"With this startling, exhilarating book of poems, which was first published in 1960, Sylvia Plath burst into literature with spectacular force. In such classics as 'The Beekeeper's Daughter,' 'The Disquieting Muses,' 'I Want, I Want,' and 'Full Fathom Five,' she writes about sows and skeletons, fathers and suicides, about the noisy imperatives of life and the chilly hunger for death. Graceful in their craftsmanship, wonderfully original in their imagery, and presenting layer after layer of meaning, the forty poems in The Colossus are early artifacts of genius that still possess the power to move, delight, and shock."
I'm not the greatest when it comes to reading or even understanding poetry, but I know that I love Sylvia Plath (or what I've read of her work so far) and so I decided to give her poetry a try.
I found that it was best to read Sylvia's work in chunks as opposed to one sitting. I felt like I could put in a decent effort to gain meaning for myself and also try and figure out what the words she used meant for her own life if I waited between a handful of poems. I would definitely recommend this approach.

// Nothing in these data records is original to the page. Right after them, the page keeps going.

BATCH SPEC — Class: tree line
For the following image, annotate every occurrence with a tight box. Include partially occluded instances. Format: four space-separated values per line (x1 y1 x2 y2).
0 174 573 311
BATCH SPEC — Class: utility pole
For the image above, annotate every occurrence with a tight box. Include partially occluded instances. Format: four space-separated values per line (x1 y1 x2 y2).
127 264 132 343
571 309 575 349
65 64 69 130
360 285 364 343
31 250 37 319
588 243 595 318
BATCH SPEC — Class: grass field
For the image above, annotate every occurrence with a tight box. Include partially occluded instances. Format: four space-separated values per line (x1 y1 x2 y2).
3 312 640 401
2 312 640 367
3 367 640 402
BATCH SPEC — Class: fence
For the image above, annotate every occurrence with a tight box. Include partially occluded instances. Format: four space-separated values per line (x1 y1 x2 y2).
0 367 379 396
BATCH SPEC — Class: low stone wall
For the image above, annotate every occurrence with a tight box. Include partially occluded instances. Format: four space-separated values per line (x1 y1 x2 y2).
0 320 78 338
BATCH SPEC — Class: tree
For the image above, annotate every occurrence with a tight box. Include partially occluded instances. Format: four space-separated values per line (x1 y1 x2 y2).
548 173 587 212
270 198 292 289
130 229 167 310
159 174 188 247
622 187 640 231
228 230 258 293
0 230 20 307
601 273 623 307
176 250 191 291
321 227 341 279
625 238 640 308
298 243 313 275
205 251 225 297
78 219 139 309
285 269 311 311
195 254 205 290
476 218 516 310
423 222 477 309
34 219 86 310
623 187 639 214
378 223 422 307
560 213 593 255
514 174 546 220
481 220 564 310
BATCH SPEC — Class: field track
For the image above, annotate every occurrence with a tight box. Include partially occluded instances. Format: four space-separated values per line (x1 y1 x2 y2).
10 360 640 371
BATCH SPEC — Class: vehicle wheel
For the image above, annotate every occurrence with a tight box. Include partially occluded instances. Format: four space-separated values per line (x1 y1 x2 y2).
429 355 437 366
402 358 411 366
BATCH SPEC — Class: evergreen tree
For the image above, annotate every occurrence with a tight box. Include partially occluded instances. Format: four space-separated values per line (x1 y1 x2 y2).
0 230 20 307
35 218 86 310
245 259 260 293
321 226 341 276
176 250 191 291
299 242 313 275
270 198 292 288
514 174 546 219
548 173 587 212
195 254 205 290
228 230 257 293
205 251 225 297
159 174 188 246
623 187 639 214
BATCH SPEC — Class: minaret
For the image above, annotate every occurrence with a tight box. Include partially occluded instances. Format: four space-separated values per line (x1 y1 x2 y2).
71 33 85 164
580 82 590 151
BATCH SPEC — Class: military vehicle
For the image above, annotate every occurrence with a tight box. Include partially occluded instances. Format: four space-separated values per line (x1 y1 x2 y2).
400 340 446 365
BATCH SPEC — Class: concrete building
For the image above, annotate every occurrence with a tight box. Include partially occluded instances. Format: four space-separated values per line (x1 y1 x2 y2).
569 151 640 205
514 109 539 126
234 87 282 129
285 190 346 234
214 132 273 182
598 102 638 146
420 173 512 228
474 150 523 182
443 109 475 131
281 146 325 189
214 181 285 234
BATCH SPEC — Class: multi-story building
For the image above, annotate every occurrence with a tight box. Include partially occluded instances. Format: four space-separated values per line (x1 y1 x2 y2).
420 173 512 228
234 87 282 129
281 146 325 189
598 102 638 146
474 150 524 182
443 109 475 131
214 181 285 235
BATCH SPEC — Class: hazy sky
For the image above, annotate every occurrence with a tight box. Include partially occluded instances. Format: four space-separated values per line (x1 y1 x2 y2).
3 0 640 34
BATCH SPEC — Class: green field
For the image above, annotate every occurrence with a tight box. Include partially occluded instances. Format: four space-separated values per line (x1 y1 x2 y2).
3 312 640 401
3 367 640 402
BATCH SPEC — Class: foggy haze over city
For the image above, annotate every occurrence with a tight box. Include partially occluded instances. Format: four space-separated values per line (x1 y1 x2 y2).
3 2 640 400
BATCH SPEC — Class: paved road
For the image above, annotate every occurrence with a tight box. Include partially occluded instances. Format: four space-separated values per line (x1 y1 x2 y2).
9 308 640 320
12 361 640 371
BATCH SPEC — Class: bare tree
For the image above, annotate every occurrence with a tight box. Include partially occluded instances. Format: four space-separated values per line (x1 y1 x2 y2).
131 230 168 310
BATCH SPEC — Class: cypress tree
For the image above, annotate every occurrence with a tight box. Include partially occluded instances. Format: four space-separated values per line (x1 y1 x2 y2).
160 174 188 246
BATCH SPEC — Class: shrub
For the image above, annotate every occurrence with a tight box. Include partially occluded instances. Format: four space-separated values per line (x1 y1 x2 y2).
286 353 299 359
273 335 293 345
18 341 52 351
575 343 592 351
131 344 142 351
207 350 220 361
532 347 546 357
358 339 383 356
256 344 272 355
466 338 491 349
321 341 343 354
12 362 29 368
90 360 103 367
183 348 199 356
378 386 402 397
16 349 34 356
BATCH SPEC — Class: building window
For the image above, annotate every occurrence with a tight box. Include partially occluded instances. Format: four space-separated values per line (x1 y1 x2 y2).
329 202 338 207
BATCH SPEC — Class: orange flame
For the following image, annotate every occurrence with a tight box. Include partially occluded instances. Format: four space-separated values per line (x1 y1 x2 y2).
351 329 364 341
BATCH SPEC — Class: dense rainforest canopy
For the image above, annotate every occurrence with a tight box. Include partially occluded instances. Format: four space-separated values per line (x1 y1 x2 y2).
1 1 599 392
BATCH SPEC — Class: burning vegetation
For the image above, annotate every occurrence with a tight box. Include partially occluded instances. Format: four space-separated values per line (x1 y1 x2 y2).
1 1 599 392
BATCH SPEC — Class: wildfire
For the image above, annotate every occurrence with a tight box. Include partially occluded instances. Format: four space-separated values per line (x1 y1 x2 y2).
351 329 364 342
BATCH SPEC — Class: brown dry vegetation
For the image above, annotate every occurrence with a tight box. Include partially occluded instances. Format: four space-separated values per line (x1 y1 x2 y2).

The image that best sticks with me is the heart beat, I Am, I Am, I am as well as the tips of waves looking like knives. I don't know how she does it (well, how she did it) but the images she evokes are just so striking and you can't help but be taken in by what Sylvia is saying.
Someday I'll have to go through this book of poems again. I'd like to get a physical copy of my own so that I can write in it. This time, I was using my Nook (e-reader) and I was highlighting and typing in notes, but it's just not the same. I'll try books with my e-reader, but ultimately, I'd like them in my hand, if they're good.